The application's environment

• Spring (boot): 2.6
• grpc-java: 1.43
• grpc-spring-boot-starter: latest

[ST-DDT]

Currently these aren't implemented yet (only non reactive).

You have to convert this class to reactive for it to work https://github.com/yidongnan/grpc-spring-boot-starter/blob/master/grpc-server-spring-boot-autoconfigure/src/main/java/net/devh/boot/grpc/server/security/interceptors/DefaultAuthenticatingServerInterceptor.java

It would be nice, if you could contribute it once you have implemented it.

[TheHett]

Hm, I'm sorry, it working now. I just didn't implement AuthenticationManager. My knowlege of spring is poor.

Context may be accessed like this, it works too.
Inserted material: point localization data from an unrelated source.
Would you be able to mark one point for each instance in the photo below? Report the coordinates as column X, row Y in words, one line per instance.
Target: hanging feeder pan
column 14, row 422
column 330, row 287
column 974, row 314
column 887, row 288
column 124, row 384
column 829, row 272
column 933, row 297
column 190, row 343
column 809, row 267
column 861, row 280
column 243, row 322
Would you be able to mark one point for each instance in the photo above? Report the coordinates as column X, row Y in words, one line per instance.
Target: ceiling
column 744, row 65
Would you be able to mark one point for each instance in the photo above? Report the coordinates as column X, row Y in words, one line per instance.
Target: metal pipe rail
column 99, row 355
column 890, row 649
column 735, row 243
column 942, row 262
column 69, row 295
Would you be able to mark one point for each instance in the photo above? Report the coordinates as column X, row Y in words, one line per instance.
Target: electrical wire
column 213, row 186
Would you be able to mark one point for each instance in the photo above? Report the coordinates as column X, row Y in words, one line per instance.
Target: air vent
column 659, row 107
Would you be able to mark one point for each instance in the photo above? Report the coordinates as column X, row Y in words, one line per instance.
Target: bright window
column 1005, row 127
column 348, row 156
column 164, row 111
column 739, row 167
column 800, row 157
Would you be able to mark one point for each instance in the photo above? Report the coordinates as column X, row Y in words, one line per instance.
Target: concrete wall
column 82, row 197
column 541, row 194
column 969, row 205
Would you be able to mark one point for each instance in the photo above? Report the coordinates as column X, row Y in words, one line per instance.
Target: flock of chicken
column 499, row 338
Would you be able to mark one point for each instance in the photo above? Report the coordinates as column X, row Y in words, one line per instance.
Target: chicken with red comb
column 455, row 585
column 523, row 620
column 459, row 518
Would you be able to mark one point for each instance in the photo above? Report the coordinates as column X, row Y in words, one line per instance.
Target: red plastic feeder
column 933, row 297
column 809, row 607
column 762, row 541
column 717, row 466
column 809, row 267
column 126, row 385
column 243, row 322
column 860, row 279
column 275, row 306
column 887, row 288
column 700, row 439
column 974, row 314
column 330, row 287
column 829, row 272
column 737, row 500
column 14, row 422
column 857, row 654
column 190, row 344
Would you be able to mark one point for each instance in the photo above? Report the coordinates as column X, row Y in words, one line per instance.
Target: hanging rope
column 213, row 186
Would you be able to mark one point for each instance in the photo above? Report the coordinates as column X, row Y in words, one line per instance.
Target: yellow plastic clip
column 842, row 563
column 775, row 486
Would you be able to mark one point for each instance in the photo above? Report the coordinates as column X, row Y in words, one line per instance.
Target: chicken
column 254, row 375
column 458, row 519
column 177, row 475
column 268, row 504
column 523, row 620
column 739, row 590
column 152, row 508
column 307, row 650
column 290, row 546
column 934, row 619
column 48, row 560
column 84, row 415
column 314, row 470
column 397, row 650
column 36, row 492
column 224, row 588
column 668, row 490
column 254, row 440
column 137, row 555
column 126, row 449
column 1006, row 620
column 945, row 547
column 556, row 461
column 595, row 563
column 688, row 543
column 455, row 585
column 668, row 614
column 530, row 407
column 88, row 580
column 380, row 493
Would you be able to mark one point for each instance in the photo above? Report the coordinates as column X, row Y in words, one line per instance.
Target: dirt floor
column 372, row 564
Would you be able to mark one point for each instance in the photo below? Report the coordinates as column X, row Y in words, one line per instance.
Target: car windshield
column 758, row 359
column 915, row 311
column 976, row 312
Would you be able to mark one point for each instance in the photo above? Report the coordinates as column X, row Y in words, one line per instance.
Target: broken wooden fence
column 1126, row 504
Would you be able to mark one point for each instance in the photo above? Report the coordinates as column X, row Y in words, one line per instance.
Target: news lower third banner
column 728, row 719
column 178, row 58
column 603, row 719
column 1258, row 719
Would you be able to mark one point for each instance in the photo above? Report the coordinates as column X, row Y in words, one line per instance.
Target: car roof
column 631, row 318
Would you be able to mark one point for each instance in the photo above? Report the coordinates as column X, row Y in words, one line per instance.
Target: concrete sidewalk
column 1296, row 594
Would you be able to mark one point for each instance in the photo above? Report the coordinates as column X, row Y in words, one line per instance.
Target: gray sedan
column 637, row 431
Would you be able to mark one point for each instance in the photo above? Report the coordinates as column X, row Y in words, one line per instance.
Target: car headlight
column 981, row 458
val auth: Authentication = SecurityContextHolder.getContext().authentication

[TheHett]

Maybe it will be better to prevent work without registered AuthenticationManager?

[ST-DDT]

I'm not sure what you are suggesting. Could you please explain your idea in more detail?

[TheHett]

If AuthenticationManager isn't registered in DI container then the application started but we will get the error in runtime:

An Authentication object was not found in the SecurityContext

It possible to check existence AuthenticationManager on boot stage? It's just an idea, maybe not correct.

[ST-DDT]

AFAICT the grpc security parts only gets activated if there is such an AuthenticationManager. https://github.com/yidongnan/grpc-spring-boot-starter/blob/master/grpc-server-spring-boot-autoconfigure/src/main/java/net/devh/boot/grpc/server/autoconfigure/GrpcServerSecurityAutoConfiguration.java#L63

I don't see any grpc-spring-boot-starter lines in the stacktrace so this is a spring security/config bug.

[TheHett]

I think it can be closed, since everything works fine? Just one thing that I added:

    @GrpcGlobalServerInterceptor
    fun contextCoroutineInterceptor(): ServerInterceptor {
        return object : CoroutineContextServerInterceptor() {
            override fun coroutineContext(call: ServerCall<*, *>, headers: Metadata): CoroutineContext {
                return Dispatchers.Default + SecurityCoroutineContext()
            }
        }
    }

class SecurityCoroutineContext(
    private val securityContext: SecurityContext = SecurityContextHolder.getContext()
) : ThreadContextElement<SecurityContext?> {

    companion object Key : CoroutineContext.Key<SecurityCoroutineContext>

    override val key: CoroutineContext.Key<SecurityCoroutineContext> get() = Key

    override fun updateThreadContext(context: CoroutineContext): SecurityContext? {
        val previousSecurityContext = SecurityContextHolder.getContext()
        SecurityContextHolder.setContext(securityContext)
        return previousSecurityContext.takeIf { it.authentication != null }
    }

    override fun restoreThreadContext(context: CoroutineContext, oldState: SecurityContext?) {
        if (oldState == null) {
            SecurityContextHolder.clearContext()
        } else {
            SecurityContextHolder.setContext(oldState)
        }
    }
}

I don't know if this should be added to the project?

[ST-DDT]

I don't know if this should be added to the project?

I leave this open until we have decided to either add it, document it or discard it.